In Niger, over the past decade, stunting has increased from 27% in 1992 to 41% in 1998 among children under three [8], [9]. In 2006, the Niger national Demographic and Health Survey estimates wasting and stunting prevalence among children under five at 10.3% and 50%, respectively; Niger has one of the highest under five child mortality rates in the world, at 198 per 1000 live births. Since 2001, Médecins sans Frontières (MSF), in collaboration with the Ministry of Health, has run a therapeutic feeding program in Maradi region (Figure 1). Up to 60% of children under five in Maradi are stunted, 43.6% are severely stunted, and under 5 child mortality is above the national average, at 231 deaths per 1000 [10]. Wasting and mortality rates reach particularly high levels in children less than two years of age [10]. Each year, tens of thousands of children with SAM are admitted to therapeutic feeding centres in the Maradi area.

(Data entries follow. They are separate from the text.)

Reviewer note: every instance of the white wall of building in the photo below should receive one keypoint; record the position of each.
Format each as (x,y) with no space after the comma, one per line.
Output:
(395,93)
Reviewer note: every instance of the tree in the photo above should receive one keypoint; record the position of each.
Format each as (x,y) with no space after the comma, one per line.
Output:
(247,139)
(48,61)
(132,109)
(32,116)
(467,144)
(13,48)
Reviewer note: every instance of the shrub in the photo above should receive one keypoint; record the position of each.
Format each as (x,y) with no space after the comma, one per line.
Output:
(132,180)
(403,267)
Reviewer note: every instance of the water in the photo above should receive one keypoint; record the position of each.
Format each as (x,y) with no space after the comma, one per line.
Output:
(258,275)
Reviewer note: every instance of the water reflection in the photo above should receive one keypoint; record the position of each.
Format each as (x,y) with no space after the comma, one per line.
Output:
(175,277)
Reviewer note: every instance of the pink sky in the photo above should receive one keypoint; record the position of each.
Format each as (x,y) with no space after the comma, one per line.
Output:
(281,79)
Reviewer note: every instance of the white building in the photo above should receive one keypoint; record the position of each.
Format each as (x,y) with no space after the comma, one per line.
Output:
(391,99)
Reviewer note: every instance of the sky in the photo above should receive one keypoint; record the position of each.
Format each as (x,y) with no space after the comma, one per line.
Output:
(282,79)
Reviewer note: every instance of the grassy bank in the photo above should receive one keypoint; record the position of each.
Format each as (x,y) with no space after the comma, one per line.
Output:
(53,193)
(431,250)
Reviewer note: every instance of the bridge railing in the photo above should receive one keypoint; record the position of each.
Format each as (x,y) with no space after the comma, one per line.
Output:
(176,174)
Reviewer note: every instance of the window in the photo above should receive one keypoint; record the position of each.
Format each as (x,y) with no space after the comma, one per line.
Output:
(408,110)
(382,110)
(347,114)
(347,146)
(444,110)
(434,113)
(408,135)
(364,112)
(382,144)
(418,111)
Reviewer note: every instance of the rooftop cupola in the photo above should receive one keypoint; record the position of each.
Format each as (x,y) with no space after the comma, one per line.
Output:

Elsewhere, outpatient management of childhood malnutrition using therapeutic fortified spreads (ready-to-use therapeutic food or RUTF, Plumpy'nut®, Nutriset, Malaunay, France) has permitted both continuous increases in program capacity and coverage [11], and the extension of treatment to children with less severe stages of acute malnutrition [12].
In Niger, program admissions increase in the “hunger gap”, the long lean season from May to October before the harvest. This was particularly dramatic in 2005, when millet prices reached levels inaccessible to large segments of the population. During this time, MSF admitted over 40,000 severely malnourished children in Maradi region alone [13], [14]. In 2006, MSF extended the use of RUTF to 60, 000 moderately malnourished children. There were extremely high cure and low default rates, compared to results typically obtained with the standard treatment of moderate malnutrition with fortified blended flours [15]. The use of RUTF for moderately malnourished children flattened the typical seasonal rise of admissions for severe acute malnutrition [16].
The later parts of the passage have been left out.